La cancelliera ricorda a tutti la responsabilità delle istituzioni europee e nazionali. Dopo la crisi del coronavirus, tutti i cittadini hanno bisogno di sentire il sostegno di chi li rappresenta ad ogni livello, e in particolare a livello europeo. Dopo che per delle settimane, a causa del virus, sono stati sospesi i diritti fondamentali, è giunto il momento di riaffermare la centralità di tali diritti e valori nella costruzione europea, afferma Angela Merkel.

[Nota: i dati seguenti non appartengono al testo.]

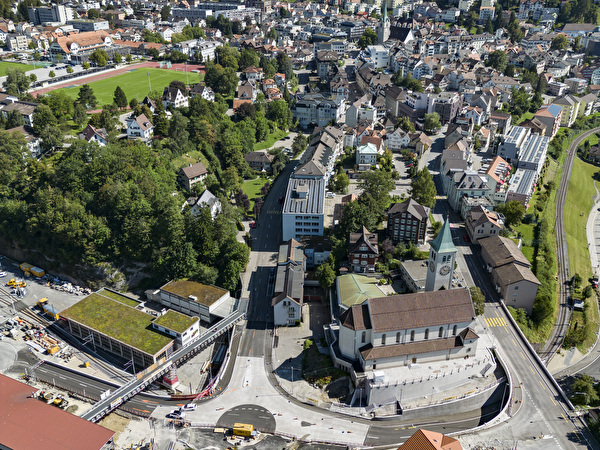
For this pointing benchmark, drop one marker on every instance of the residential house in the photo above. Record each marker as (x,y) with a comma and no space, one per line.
(510,272)
(209,201)
(139,127)
(551,116)
(366,156)
(255,74)
(92,134)
(260,160)
(288,290)
(172,96)
(407,222)
(363,251)
(203,91)
(481,223)
(192,174)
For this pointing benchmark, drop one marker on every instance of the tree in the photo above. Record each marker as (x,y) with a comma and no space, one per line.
(179,85)
(14,119)
(513,211)
(178,130)
(16,82)
(432,122)
(99,56)
(86,96)
(584,388)
(406,125)
(326,275)
(369,37)
(497,60)
(279,112)
(165,13)
(478,300)
(341,182)
(42,118)
(489,26)
(79,114)
(376,185)
(120,98)
(509,71)
(423,188)
(560,42)
(299,144)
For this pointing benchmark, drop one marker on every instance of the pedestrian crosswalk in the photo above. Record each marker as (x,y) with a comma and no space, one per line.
(495,321)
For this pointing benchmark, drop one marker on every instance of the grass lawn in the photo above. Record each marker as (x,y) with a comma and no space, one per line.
(271,139)
(580,200)
(5,65)
(252,189)
(134,84)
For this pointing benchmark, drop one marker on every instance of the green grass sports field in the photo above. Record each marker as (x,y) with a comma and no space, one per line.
(134,84)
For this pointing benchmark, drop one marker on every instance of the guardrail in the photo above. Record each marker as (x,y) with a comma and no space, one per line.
(132,388)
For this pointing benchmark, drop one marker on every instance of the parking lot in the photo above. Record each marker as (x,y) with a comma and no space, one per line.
(58,296)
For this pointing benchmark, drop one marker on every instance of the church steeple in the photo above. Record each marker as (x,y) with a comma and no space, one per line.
(441,260)
(383,30)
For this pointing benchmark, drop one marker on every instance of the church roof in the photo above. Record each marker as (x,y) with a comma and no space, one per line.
(443,241)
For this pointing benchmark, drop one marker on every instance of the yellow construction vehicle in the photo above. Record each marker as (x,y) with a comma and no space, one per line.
(16,283)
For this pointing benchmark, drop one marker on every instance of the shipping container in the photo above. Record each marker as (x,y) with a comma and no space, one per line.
(242,429)
(36,271)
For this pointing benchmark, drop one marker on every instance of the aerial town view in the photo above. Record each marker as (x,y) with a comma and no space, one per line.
(327,224)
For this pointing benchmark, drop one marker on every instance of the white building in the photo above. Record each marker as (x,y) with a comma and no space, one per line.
(366,156)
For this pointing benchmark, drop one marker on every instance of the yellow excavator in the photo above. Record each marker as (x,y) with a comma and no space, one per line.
(16,283)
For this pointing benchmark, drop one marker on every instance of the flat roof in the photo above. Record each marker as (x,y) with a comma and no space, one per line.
(176,321)
(26,422)
(356,289)
(204,293)
(305,196)
(118,321)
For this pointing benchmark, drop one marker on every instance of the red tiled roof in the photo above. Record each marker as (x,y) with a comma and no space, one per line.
(26,422)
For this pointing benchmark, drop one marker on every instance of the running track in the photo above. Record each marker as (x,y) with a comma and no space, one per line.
(112,73)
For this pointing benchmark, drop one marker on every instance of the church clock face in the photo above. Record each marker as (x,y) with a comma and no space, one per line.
(445,270)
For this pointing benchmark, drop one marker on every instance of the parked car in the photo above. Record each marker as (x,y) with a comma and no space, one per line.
(176,414)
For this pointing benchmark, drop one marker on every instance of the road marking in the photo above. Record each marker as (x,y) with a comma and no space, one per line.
(495,321)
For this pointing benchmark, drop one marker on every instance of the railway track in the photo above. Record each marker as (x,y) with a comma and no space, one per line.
(564,312)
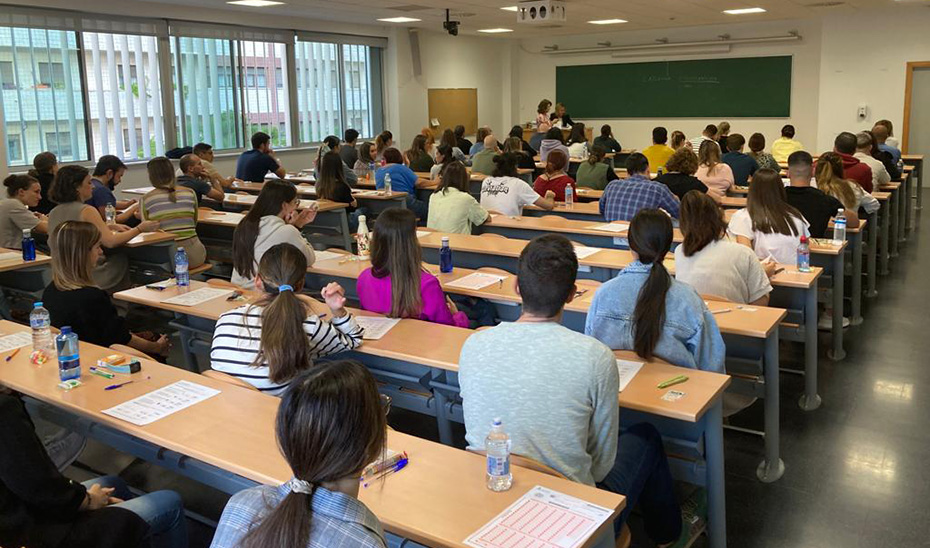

“Io credo nell’Europa, non solo come eredità del passato, ma anche come visione per il futuro”, continua, essa è e deve essere un bene vivo che non ci toglie capacità di azione, ma anzi ci offre nuove modalità per affrontare, insieme, le sfide della modernità e del mondo globalizzato. Secondo la cancelliera, le innumerevoli crisi degli ultimi anni hanno fatto capire meglio quali siano le necessità di ciascun Paese e dunque è essenziale ora mettere in pratica tali insegnamenti e rafforzare la coesione europea.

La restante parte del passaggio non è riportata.